A Cauchy-Gaussian mixture model for Basel-compliant Value-at-Risk estimation in financial risk management

The Basel II accords require banks to manage market risk by using Value-at-Risk (VaR) models. The assumption of the underlying return distribution plays an important role for the quality of VaR calculations. In practice, the most popular distribution used by banks is the Normal (or Gaussian) distribution, but real-life returns data exhibits fatter tails than what the Normal model predicts. Practitioners also consider the Cauchy distribution, which has very fat tails but leads to over-protection against downside risk.
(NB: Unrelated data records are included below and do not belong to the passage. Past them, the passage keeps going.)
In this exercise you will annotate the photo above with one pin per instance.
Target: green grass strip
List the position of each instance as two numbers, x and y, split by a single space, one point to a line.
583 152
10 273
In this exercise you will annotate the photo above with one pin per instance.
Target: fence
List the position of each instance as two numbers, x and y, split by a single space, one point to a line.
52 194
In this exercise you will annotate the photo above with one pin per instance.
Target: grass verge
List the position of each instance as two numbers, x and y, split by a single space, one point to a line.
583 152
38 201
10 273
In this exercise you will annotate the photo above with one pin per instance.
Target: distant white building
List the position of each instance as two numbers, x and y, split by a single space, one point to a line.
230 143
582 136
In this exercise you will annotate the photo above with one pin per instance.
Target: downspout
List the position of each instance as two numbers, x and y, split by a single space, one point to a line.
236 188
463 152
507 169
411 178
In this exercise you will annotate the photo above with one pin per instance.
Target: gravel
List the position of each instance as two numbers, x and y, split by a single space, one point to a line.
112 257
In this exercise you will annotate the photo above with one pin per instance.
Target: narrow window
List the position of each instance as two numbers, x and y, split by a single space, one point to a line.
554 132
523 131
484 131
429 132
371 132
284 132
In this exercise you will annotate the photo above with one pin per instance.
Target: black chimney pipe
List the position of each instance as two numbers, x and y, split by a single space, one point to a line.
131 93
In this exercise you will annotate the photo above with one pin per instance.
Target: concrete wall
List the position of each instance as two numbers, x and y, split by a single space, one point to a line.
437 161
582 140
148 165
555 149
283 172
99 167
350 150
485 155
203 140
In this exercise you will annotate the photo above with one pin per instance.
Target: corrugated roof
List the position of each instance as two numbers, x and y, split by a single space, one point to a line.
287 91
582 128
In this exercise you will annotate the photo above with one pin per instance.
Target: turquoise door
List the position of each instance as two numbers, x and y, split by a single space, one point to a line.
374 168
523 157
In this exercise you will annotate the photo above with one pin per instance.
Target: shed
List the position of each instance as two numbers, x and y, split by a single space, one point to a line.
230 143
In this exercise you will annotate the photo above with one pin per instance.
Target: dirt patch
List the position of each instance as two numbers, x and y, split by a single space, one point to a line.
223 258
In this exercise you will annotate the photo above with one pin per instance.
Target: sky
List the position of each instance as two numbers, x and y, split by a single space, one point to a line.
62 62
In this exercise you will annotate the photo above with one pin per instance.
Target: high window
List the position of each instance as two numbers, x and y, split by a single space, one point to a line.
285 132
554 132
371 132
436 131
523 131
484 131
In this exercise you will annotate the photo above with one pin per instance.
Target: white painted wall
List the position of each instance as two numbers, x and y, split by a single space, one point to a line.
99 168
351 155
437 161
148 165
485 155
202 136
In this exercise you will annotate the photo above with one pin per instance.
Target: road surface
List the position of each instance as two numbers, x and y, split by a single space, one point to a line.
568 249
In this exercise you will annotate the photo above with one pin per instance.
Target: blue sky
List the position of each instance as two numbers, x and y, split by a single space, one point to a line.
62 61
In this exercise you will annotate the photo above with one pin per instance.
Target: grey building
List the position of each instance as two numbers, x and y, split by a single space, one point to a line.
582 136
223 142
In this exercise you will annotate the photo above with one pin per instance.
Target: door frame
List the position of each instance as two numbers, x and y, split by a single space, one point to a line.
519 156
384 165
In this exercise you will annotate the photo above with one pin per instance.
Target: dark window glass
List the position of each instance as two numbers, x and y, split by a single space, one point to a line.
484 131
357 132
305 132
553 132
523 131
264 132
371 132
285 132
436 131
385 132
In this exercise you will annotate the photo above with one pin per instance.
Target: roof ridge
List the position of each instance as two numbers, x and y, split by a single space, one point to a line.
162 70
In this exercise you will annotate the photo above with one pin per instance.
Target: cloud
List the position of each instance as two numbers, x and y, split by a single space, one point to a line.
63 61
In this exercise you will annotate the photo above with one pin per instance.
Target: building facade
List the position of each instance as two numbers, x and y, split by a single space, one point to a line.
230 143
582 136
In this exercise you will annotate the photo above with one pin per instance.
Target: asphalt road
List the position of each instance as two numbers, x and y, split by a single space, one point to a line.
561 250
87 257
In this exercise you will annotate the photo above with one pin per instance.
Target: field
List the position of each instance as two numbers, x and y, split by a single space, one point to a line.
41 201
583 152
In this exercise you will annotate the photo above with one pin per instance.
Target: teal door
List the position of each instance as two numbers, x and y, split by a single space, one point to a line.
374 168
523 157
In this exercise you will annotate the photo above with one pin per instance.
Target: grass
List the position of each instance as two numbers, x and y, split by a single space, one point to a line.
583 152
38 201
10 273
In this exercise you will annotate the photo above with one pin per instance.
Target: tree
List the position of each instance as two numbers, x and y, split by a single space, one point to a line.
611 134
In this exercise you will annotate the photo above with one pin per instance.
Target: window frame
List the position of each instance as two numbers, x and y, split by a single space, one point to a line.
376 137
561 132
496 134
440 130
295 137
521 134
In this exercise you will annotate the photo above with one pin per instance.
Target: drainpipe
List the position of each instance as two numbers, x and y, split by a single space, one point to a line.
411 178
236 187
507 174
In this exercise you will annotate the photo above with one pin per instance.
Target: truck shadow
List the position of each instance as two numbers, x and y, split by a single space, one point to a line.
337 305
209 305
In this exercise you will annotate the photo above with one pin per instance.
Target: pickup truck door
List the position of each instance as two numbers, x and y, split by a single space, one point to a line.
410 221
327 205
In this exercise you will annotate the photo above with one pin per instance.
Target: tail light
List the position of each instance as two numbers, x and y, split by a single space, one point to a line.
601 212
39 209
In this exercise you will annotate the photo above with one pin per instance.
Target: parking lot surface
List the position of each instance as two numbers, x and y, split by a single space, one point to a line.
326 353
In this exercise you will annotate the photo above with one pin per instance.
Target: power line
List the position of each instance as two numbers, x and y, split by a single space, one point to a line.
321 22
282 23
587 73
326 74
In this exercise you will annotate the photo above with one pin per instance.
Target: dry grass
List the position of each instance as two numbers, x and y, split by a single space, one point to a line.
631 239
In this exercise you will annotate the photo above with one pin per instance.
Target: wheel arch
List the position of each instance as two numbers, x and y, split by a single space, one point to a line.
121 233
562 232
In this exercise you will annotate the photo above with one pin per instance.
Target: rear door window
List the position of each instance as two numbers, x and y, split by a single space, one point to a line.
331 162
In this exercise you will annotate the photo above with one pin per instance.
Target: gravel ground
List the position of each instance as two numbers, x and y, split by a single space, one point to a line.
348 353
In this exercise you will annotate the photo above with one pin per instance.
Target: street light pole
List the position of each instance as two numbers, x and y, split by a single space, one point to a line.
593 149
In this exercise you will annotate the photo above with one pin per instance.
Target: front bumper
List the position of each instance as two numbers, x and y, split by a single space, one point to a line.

After the recent financial crisis, more and more risk managers realized that Normal and Cauchy distributions are not good choices for fitting stock returns because the Normal distribution tends to underestimate market risk while the Cauchy distribution often overestimates it.;In this thesis, we first investigate the goodness of fit for these two distributions using real-life stock returns and perform backtesting for the corresponding two VaR models under Basel II. Next, after we identify the weaknesses of the Normal and Cauchy distributions in quantifying market risk, we combine both models by fitting a new Cauchy-Normal mixture distribution to the historical data in a rolling time window. The method of Maximum Likelihood Estimation (MLE) is used to estimate the density function for this mixture distribution. Through a goodness of fit test and backtesting, we find that this mixture model exhibits a good fit to the data, improves the accuracy of VaR prediction, possesses more flexibility, and can avoid serious violations when a financial crisis occurs.